PG | 2 h 23 min | Drama | 1995
Glenn Holland (Richard Dreyfuss) dreams of being “famous, rich … probably both” as a big-time composer. Biding his time writing a symphony, he teaches music in a school just to pay the bills, while his wife Iris (Glenne Headly) earns a bit from her photography assignments. Obsessed with listening and being listened to, he’s devastated when their son, Cole (Anthony Natale), is born deaf.
Holland first struggles to teach, the way his students struggle to hit the right notes. Gradually, they learn from each other, and he stumbles upon the real art of teaching. But his bonds at school grow at the expense of bonds at home. Caring for a growing Cole on her own exhausts Iris Holland, and she’s fed up with the increasingly resentful distance between father and son.
Still, school isn’t a breeze. Bureaucratic administrators, no fans of the arts, limit Holland’s impact. Others benefit from it regardless: colleague and football coach Bill Meister (Jay Thomas), students Rowena Morgan (Jean Louisa Kelly), Louis Russ (Damon Whitaker), Gertrude Lang (Alicia Witt), and hundreds of others.
When funding cuts arrive, the arts, considered a luxury, proves an easier target than science or math, which are considered essential. With his symphony on the back-burner, Holland now hurls himself into saving the arts program and his job, but in vain. Just when he thinks that his 30-year career has been for nothing, his students teach him one last thing.
“Opus” (Latin for “composition”) is typically a work of art whose whole is greater than the sum of its parts. It says something loftier than its components do. Holland’s big lesson? The “free time” he’d hoped for (to spend with his family or compose music) disappears as he gives it away, little by little, to students needing extra lessons. Teaching, he discovers, is a vocation more than a job. And only teachers who also learn along the way become great, not merely good.
Filmmaking Masterclass
Stephen Herek crafts several moving scenes: Lang on the clarinet, Russ on the drum, and Morgan’s vocal performance.Patrick Sheane Duncan’s screenplay bristles with wit. Meister wants Russ (his gifted halfback with low grades) in a marching band, only so Russ can win credits to qualify for football. Holland agrees to help. But Russ has no music sense. OK. Does Russ fancy any instrument?
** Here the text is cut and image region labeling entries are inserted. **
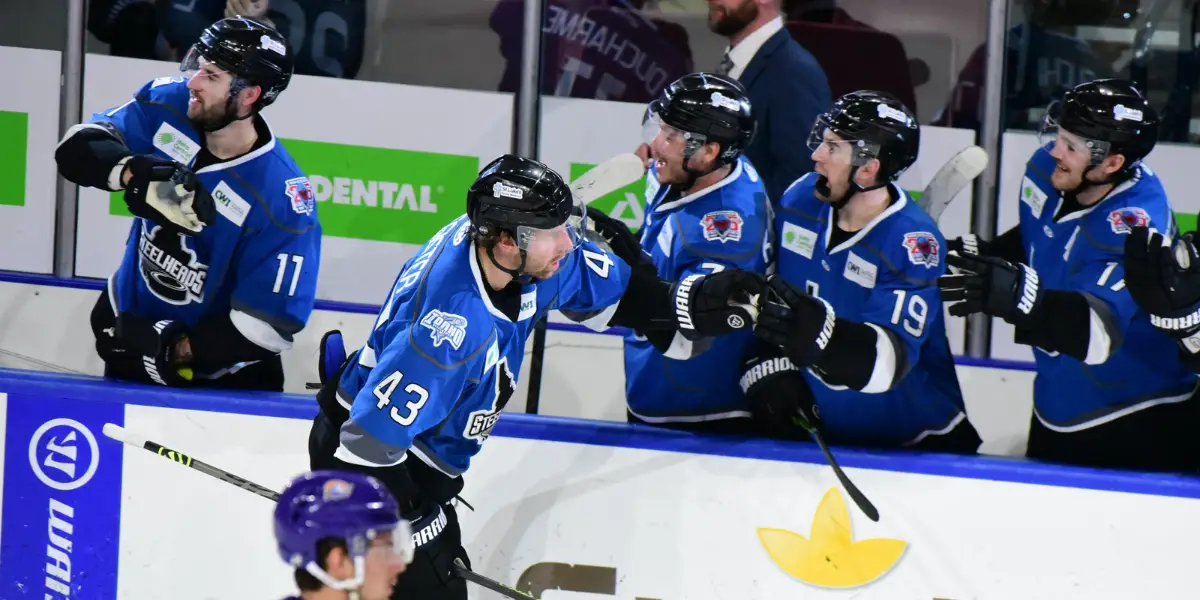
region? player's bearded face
[1050,130,1092,191]
[708,0,758,36]
[187,64,233,130]
[812,132,851,202]
[649,124,688,185]
[524,226,574,280]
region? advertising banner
[0,373,1200,600]
[0,46,62,274]
[0,394,125,599]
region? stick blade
[102,422,146,448]
[917,145,988,221]
[571,152,646,204]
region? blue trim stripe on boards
[0,271,1036,371]
[0,368,1200,499]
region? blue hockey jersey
[625,157,770,422]
[1020,145,1196,431]
[775,173,966,445]
[335,216,630,476]
[90,77,322,364]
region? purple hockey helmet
[275,470,413,589]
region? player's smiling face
[649,117,688,185]
[187,61,233,124]
[812,130,852,202]
[1050,128,1092,191]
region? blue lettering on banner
[0,394,125,600]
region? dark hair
[295,538,346,592]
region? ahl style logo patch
[904,232,941,269]
[700,210,743,244]
[1109,206,1150,234]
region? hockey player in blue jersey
[272,470,416,600]
[941,79,1200,470]
[308,155,764,600]
[55,18,322,390]
[742,91,980,454]
[625,73,770,434]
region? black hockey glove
[1124,227,1200,354]
[116,312,193,388]
[671,269,767,341]
[937,254,1045,329]
[588,206,653,269]
[754,275,838,368]
[125,155,216,235]
[739,344,821,439]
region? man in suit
[708,0,833,203]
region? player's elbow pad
[814,318,908,394]
[54,122,132,192]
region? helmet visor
[516,200,588,256]
[809,113,880,167]
[1038,101,1110,164]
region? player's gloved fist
[671,269,766,341]
[588,206,653,269]
[739,350,820,439]
[116,312,193,388]
[754,275,838,368]
[1124,227,1200,354]
[937,254,1045,328]
[125,155,216,235]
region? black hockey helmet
[180,17,295,109]
[1039,79,1158,170]
[467,154,587,276]
[643,72,757,167]
[809,90,920,183]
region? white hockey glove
[119,155,216,235]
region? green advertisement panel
[0,110,29,206]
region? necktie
[716,53,733,74]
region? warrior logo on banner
[138,223,209,306]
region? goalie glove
[118,155,216,235]
[1124,227,1200,355]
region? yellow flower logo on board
[758,487,908,588]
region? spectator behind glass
[784,0,929,118]
[156,0,367,79]
[934,0,1129,130]
[708,0,833,203]
[488,0,692,103]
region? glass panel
[88,0,522,90]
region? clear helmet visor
[516,200,588,257]
[1038,101,1110,164]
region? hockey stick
[730,294,880,522]
[917,145,988,223]
[571,152,646,204]
[103,422,534,600]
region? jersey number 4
[374,371,430,427]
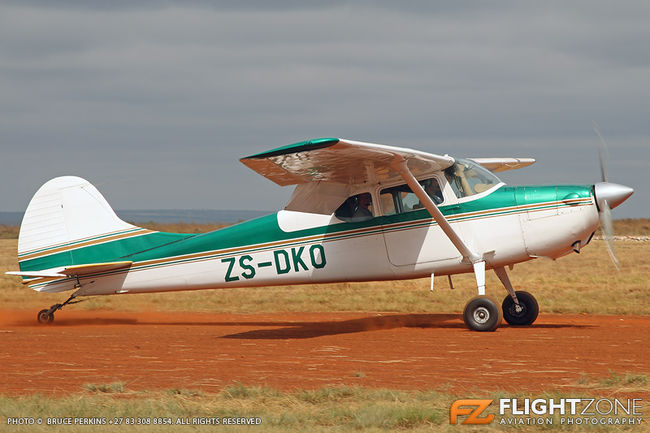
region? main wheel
[37,310,54,324]
[463,296,501,332]
[501,291,539,326]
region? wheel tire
[36,310,54,324]
[501,291,539,326]
[463,296,501,332]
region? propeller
[594,122,634,270]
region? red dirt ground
[0,310,650,395]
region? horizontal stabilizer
[5,261,133,283]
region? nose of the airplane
[594,182,634,209]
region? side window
[380,178,444,215]
[334,192,374,222]
[445,158,501,198]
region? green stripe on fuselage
[20,185,593,271]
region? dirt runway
[0,310,650,395]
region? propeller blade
[599,200,621,270]
[594,122,607,182]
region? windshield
[445,158,501,198]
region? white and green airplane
[7,138,633,331]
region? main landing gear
[37,293,82,324]
[463,268,539,331]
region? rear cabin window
[445,158,501,198]
[334,192,374,222]
[379,178,444,215]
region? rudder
[18,176,139,262]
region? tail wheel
[501,291,539,326]
[463,296,501,332]
[37,310,54,324]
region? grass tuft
[83,382,126,394]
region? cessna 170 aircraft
[7,138,633,331]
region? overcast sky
[0,0,650,218]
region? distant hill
[0,209,272,226]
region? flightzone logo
[449,398,643,426]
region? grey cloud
[0,1,650,216]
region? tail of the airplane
[7,176,187,292]
[18,176,138,268]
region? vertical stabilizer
[18,176,138,261]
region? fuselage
[20,183,598,296]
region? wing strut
[391,156,485,296]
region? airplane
[7,138,634,331]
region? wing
[240,138,454,186]
[467,158,535,173]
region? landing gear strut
[36,292,82,324]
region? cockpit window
[445,158,501,198]
[334,192,374,222]
[379,178,444,215]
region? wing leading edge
[240,138,454,186]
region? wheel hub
[508,304,526,317]
[473,307,490,324]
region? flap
[467,158,535,173]
[241,138,454,186]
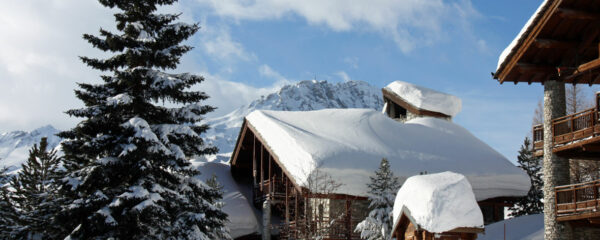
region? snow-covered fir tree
[10,137,63,239]
[57,0,229,239]
[355,158,400,240]
[509,137,544,217]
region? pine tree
[10,138,63,239]
[509,137,544,217]
[57,0,229,239]
[354,158,400,240]
[0,158,20,239]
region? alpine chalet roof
[240,109,530,200]
[383,81,462,117]
[493,0,600,85]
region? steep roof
[394,172,483,233]
[241,109,530,200]
[384,81,462,117]
[493,0,600,85]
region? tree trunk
[543,80,572,240]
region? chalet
[230,80,530,239]
[381,81,461,122]
[392,172,484,240]
[493,0,600,239]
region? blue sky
[0,0,584,161]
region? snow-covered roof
[394,172,483,233]
[194,162,260,238]
[496,0,550,71]
[246,109,530,200]
[385,81,462,117]
[477,213,544,240]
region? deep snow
[246,109,530,201]
[394,172,483,233]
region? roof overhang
[493,0,600,85]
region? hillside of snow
[205,80,383,157]
[0,125,61,172]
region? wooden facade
[231,121,368,240]
[492,0,600,229]
[392,212,484,240]
[493,0,600,85]
[533,93,600,160]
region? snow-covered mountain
[0,80,383,168]
[205,80,383,157]
[0,125,61,171]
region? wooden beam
[517,63,558,74]
[496,1,562,84]
[252,134,257,188]
[577,58,600,72]
[260,142,265,191]
[229,121,248,166]
[534,38,577,49]
[556,8,600,20]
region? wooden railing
[253,176,285,205]
[555,180,600,218]
[533,108,600,151]
[278,217,361,240]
The boy brightens, “Electric guitar!” Understated, Holland smiles, “This is a marching band, the extension cord will kill us.”
Brilliantly, Mr. Dreyfuss portrays a man caught between his passion and his profession, who finds his calling somewhere in between: teaching students that he (and others) found unteachable. Mr. Natale, deaf in real-life, and Headly depict the pain that mother and son feel over fading from Holland’s priorities. And their longing to win him back.
For all their tributes to teachers, Mr. Herek and Mr. Duncan make their point about parents, too. Desperate to communicate with Cole, Holland and Iris start him on sign language. The instructor agrees, but clarifies that only basic training can be outsourced, “The most important teacher your child will ever have is you,” she says to them.
Composing is a deeply individual, even interior, experience. So, when Holland forces himself to learn composing on a teeming campus, his spirit revolts. He’d rather be at his piano, conjuring tunes into existence, willing melodies into being. Teaching pushes him out of, and beyond, himself.
Holland finds one vocation by, largely, losing another, not by hedging his bets. His gift to his students is not just his music (“notes on a page”) but the gift of himself. Learning to respect the glorious, varied tradition of music with its truth and its beauty, they learn to respect themselves and others. Holland finds his art by letting go of it, at least his idea of it. Then, miraculously, art finds him.